その数週間後、彼は爽快感を感じながら仕事場へと向かった。
(どうやら、山部さんは活動を自粛したらしい)
天気は快晴で、秋の気持ちの良い空気を満身に浴びて、稲刈りに取り掛かった。
(ここがヤマだ、あともう一踏ん張り)
彼はいつもより帰りが遅くなった。陽は短くなっており、どんよりとした重量感のある空気が漂っていた。
(季節は過ぎるのが早いものだなあ)
家路を急いで軽トラをいつもより飛ばす。
自宅に着くと、盆栽弄りを始めた。
(こんな日は趣味に浸ることに限るものだ)
彼がマツの木に囚われてると、庭の奥の方から妖しげな動物の悲鳴が聞こえてきた。好奇心により、彼の足はその真っ暗闇へと引っ張られていた。
(ん?何だあれは!)
そこには、今まで目にも付かなかった小さな小屋がひっそりと佇んでいた。そおっと近づき、扉の隙間から中を覗く。そして、その荒屋の中へ足を踏み込んだ刹那、彼は絶句した。そこに広がっていたのは、町という町の動物が放り込まれていた。そして、その深奥には、なんと妻と山部が行為に及んでいたのだ!それは、妻が実行犯となりその動物達を山部に渡すことにより関係を保ち続けていたのだ。

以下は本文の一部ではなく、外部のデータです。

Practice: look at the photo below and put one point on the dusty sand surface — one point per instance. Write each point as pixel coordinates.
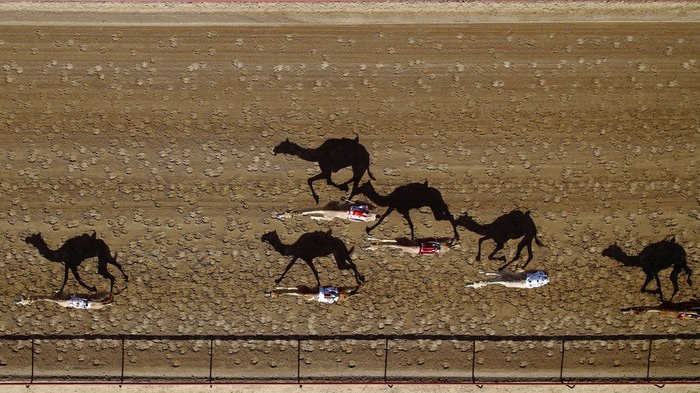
(351, 388)
(158, 135)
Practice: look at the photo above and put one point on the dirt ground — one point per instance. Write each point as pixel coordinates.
(154, 127)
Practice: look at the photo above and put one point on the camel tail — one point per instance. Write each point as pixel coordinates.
(371, 176)
(539, 243)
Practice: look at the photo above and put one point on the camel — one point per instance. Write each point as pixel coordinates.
(351, 211)
(332, 156)
(327, 295)
(682, 310)
(513, 225)
(521, 279)
(653, 259)
(311, 245)
(407, 197)
(76, 250)
(425, 246)
(85, 301)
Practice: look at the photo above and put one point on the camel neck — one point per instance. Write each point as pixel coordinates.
(304, 153)
(628, 260)
(280, 247)
(471, 225)
(377, 199)
(46, 252)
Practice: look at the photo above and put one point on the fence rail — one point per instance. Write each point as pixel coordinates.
(367, 358)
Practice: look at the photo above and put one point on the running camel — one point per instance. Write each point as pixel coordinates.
(332, 156)
(310, 246)
(76, 250)
(407, 197)
(513, 225)
(653, 259)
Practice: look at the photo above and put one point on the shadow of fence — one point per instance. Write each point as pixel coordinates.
(383, 359)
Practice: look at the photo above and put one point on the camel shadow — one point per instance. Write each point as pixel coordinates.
(332, 156)
(682, 310)
(310, 246)
(405, 198)
(512, 225)
(653, 259)
(76, 250)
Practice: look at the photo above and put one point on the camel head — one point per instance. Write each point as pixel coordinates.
(285, 147)
(270, 237)
(363, 189)
(34, 239)
(22, 301)
(615, 252)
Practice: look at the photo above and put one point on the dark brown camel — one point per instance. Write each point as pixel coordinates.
(407, 197)
(513, 225)
(653, 259)
(74, 251)
(332, 156)
(311, 245)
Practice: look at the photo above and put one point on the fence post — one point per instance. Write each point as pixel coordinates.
(561, 366)
(649, 358)
(473, 361)
(121, 379)
(211, 359)
(299, 361)
(386, 357)
(31, 378)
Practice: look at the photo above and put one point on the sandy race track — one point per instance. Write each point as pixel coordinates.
(155, 128)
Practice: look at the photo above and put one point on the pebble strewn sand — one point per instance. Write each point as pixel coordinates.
(160, 139)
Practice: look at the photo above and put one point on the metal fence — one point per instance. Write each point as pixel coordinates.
(385, 359)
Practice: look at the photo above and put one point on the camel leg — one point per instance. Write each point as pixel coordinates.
(65, 277)
(310, 262)
(499, 247)
(113, 262)
(674, 280)
(74, 270)
(289, 265)
(357, 172)
(313, 179)
(102, 271)
(453, 222)
(689, 272)
(478, 250)
(658, 285)
(388, 211)
(646, 282)
(407, 216)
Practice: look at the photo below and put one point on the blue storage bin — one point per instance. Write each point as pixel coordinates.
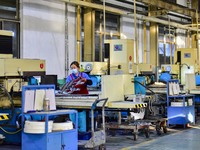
(81, 120)
(84, 135)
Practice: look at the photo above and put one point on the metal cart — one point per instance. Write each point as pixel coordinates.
(90, 102)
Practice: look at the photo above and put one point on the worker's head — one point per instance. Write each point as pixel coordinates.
(75, 67)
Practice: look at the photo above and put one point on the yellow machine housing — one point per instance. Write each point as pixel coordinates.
(95, 68)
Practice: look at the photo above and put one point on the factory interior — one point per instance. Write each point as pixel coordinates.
(99, 74)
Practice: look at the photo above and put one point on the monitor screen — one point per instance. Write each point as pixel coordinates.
(50, 79)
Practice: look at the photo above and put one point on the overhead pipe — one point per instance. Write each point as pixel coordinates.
(136, 39)
(125, 13)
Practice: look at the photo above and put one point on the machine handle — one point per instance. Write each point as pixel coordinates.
(94, 105)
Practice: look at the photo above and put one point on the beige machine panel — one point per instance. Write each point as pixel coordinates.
(95, 68)
(121, 53)
(112, 87)
(128, 84)
(144, 68)
(16, 67)
(188, 56)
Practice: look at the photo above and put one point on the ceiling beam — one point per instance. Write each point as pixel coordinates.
(129, 14)
(171, 7)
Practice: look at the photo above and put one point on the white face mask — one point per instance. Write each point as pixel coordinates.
(74, 71)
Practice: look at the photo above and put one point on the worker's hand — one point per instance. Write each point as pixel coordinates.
(83, 80)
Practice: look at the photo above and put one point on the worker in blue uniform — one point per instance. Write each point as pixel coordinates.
(80, 79)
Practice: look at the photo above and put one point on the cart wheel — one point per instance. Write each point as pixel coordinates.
(165, 129)
(146, 132)
(135, 136)
(102, 147)
(158, 129)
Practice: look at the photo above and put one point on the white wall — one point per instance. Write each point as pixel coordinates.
(43, 34)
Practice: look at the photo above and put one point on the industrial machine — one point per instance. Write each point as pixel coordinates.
(120, 54)
(14, 74)
(186, 59)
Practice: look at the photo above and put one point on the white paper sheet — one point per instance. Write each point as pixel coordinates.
(29, 100)
(51, 95)
(39, 98)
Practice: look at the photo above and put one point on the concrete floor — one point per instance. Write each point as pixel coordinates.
(174, 139)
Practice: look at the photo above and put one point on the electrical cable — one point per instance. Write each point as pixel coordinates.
(10, 132)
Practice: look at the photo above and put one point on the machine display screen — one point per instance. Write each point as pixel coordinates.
(187, 55)
(118, 47)
(5, 44)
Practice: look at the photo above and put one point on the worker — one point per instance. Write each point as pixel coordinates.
(79, 80)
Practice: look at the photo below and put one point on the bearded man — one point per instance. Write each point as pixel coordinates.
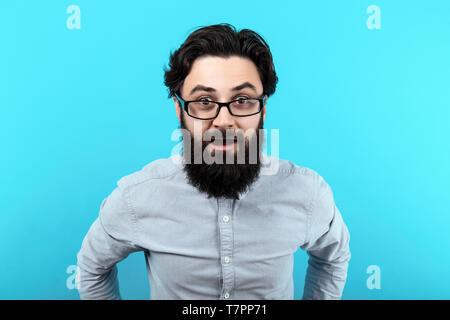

(そうだ!夜の鳴き声は動物を剥製にするために一匹づつ殺していたものだったのか!)彼はまだ、気付かれていないらしく、二人は互いに肉慾と情欲とを満たしあって、妻は咆哮していた。その空間は何時までも続くようだった......
次の日、二人は町から姿を消した。